Now I know why I tend to flip out in the middle of the summer when it gets really hot and humid.  This morning I had a frantic spate of manic activity figuring out how we're going to get through the super-hot and humid weather expected in our area in the next several days, and another one of those connections fell into place.  My mother loved the heat and was obsessed with tanning, so she had to get to the beach or the swimming pool immediately after lunch if the sun was out.  I had to go with her even if others in the family weren't going.  We would stay for hours and hours.  She used to tell a story about how when I was a baby, a doctor told her that I was sensitive to the sun so she should be careful about my sun exposure, and she said "No daughter of mine is going to be sensitive to the sun!" and proceeded to take me out into the sun whenever and however she wanted because she didn't see any obvious consequences.  To my mother, basically, anything that didn't immediately make me sick or kill me was okay. 

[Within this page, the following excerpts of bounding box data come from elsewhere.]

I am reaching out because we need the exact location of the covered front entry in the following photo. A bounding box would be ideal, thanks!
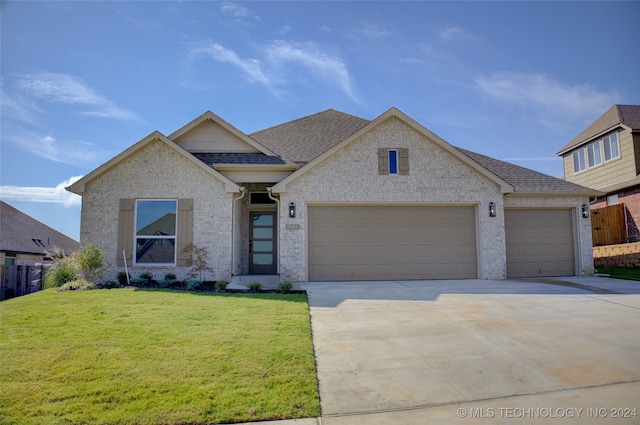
[504,208,576,278]
[308,205,477,281]
[249,211,278,274]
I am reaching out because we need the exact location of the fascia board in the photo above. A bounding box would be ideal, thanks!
[168,111,278,156]
[556,123,633,156]
[65,131,240,195]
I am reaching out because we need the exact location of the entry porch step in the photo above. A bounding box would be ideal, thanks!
[227,274,306,291]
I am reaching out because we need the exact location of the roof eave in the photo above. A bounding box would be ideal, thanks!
[272,108,513,194]
[65,131,240,196]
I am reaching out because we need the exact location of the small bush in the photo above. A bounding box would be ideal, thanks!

I came to understand several years ago that a part of her hoped very much that I would die, so that she could get attention for the tragic loss of her child AND be rid of me at the same time.  That has never changed, either.  For a good deal of my life, one of my primary motivations to stay alive and heal myself instead of committing suicide was to deprive my mother of the satisfaction.  She would have LOVED playing the tragically bereaved mother of a daughter who committed suicide, "such a bright and talented girl" out of one side of her mouth and "I always knew there was something wrong with her!" out of the other.  Only by dying could I have ever made my mother love me.  I think the only reason she didn't keep squeezing that one time when I was somewhere around...11? that she put her hands around my throat and choked me until I started blacking out was that at the last moment, her self-protective instinct kicked in over her rage at how I had stolen my father's love from her and reminded her subconscious that MOTHER MURDERS CHILD was not the narrative she was looking for. 

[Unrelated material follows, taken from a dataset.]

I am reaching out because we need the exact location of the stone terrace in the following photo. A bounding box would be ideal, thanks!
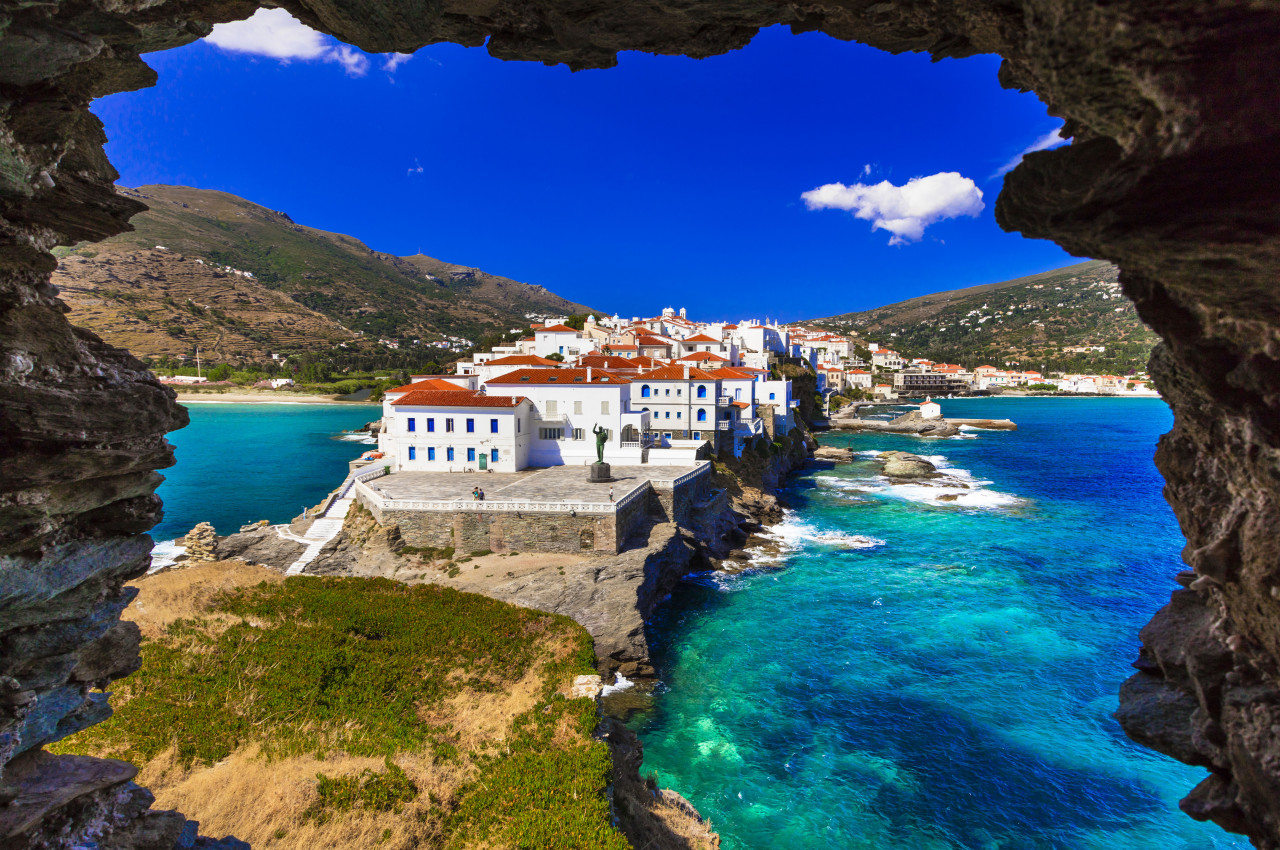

This isn't the story I meant to tell here.  I was going to talk about having noticed over the past many years that I get especially unstable when the weather is very hot and humid, and especially in the month of July.  I don't know why July, was July maybe the month that the stepbrothers visited?  Anyway, in the past I assumed that my problems with hot and humid weather were purely physiological, but lately I have come to realise that, as with everything, there are big reasons that dealing with intense summer weather is an area of trauma and triggers.  I was going to reflect on how being hustled off to the beach or pool to bake in the relentless sun all day, do my best to enjoy what there was to enjoy and try to find ways to hide from the sun dealing with my mother and her manic sun-worship must have been an area of trauma for me then that makes heat and sun hard for me to deal with now, and maybe mention that I've been in the process of taking summer back since I started gardening, but this is enough of this kind of thing for now.  I've surmounted the heat-panic and need to get on with my day.

Three Roses

An evocative post. Thank you for sharing this today.

Tee

Bach I hope that you find some peaceful shade in the coming hot days.  :hug:

Bach

Thank you so much for being here and for replying, Three Roses and Tee.  I worry that I am maybe too much.  I don't want to abuse this space or anyone's patience or psyche with my tales of woe, but there's so much bubbling up lately.